# Please help, how can I make my project recognise my tv?



## suttonsurrey (May 21, 2012)

Hello,

I just recently bought a projector (Sanyo PLC SU20B) and I'm trying to connect it to my tv (Samsung PS42D5SDX/XEU).

I'm using a 3 phono to 3 phono cable in the av out of my tv and av in of my projector but when connected the projector doesn't recognise the connection at all just displays a blank blue screen. 

The reason I'm trying to connect it straight to my tv is because I want to do a lot of things with my projector such as PS3 and Tivo and buying a connection for each would be expensive.

Maybe there's a setting on my tv that I have missed to turn it onto video out maybe? 

Any help would be much appreciated as I just bought a screen for the projector and if it can't display anything then it's rendered useless.


----------



## JimE (Apr 16, 2009)

Most TV's don't have A/V outputs, so connecting the projector to the TV is not an option.


----------



## JimE (Apr 16, 2009)

User Manual page 53 covers usage of the output.


----------



## suttonsurrey (May 21, 2012)

Dogg said:


> User Manual page 53 covers usage of the output.


Is there anywhere I can find the user manual online? I was given the tv without it.


----------



## JimE (Apr 16, 2009)

Manufacturers website: Support for PS-42D5SD


----------



## suttonsurrey (May 21, 2012)

Thanks for the link.

So the av out is only for vcr recorders and such there's no actual video output that I can send to a projector?

Thanks for the help.


----------



## JimE (Apr 16, 2009)

Looks like it will send any of the video inputs or the TV signal itself, to the AV output. If I'm reading it correctly. The question is what format (ie: resolution @ xxhz) is used, and is it compatible with the projector.


----------



## suttonsurrey (May 21, 2012)

Hmm when I actually go into the AV Setup part in the menu you can't change ext 1 only ext 2. Then when that's changed to monitor out and the tv is on ext 2 the projector still doesn't show any picture weather that be the blank black screen or the actual tv picture. 

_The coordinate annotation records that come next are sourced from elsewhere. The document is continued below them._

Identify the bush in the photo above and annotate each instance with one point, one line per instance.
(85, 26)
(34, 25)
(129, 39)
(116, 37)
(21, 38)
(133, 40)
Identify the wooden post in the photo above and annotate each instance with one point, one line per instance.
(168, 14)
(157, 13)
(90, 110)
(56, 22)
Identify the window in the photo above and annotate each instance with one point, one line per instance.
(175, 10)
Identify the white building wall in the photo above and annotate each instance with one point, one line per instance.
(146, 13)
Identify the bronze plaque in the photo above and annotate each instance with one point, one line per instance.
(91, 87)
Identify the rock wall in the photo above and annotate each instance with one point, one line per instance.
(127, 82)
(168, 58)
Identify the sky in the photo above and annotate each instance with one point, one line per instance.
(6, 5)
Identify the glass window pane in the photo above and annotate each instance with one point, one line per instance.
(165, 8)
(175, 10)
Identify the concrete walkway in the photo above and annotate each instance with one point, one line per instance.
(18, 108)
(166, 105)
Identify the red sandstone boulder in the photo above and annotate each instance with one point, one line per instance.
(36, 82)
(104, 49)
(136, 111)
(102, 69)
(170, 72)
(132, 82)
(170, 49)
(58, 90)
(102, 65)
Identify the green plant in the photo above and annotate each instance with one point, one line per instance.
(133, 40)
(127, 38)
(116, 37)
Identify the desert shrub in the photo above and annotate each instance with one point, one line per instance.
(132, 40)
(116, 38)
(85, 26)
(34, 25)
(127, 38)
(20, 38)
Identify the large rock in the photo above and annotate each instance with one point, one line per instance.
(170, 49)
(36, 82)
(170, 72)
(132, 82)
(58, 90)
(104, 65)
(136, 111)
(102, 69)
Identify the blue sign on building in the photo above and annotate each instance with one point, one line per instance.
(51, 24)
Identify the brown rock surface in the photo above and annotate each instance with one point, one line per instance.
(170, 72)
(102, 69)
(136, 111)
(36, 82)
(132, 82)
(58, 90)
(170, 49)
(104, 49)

How would I be able to check if the two are compatable?

If I bought a hdmi to 3 phono cable instead and connected this to the out port of my hdmi splitter instead of the cable attatching it to my tv would it be more likely to send a signal to the projector?


----------



## JimE (Apr 16, 2009)

There is more information on page 78/79.

How are you connecting the projector? (ie: what type of input are you using on the projector?) What type of cable is being used?

As for the last question, while HDMI can be split, it's not recommended. And in this case, won't help your situation. A "HDMI to 3 phono cable" won't work. HDMI is digital, RCA (yellow RCA video, red/white RCA audio) are analog.


----------



## suttonsurrey (May 21, 2012)

Mmm I read that bit last time and it didn't really help. It just kind of confirmed that the only signal you can send through av out is the tv or dtv options which are built into the television and not any external sources.

Also I'm connected it to the projector with a 3 phono to 3 phono cable. Out of av out in the tv and in to av in in the projector.

And it's not so much a split it's just turning one port into two and you can select which one you use instead of having to unplug one and plug in the other. So I can have 2 things plugged into my tv via HDMI even though it only has one port.

And oh that's annoying. I saw it on amazon and thought it would be my saviour haha. Would there be any way that I could connect a projector that only has av in, s-video in and a computer in port to thing's that use HDMI?


----------



## suttonsurrey (May 21, 2012)

Apart from buying a converter? Which looks quite expensive.


----------



## JimE (Apr 16, 2009)

You would need to get a converter.

You can only connect items with similar ports. When changing types, they have to be converted. And when changing types and formats (ie: analog or digital), you need an active converter. 

Depending on the use, money spent on active converters, especially for most decent units, is better spent on simply replacing the hardware (in this case, the projector)...at least in my opinion.


----------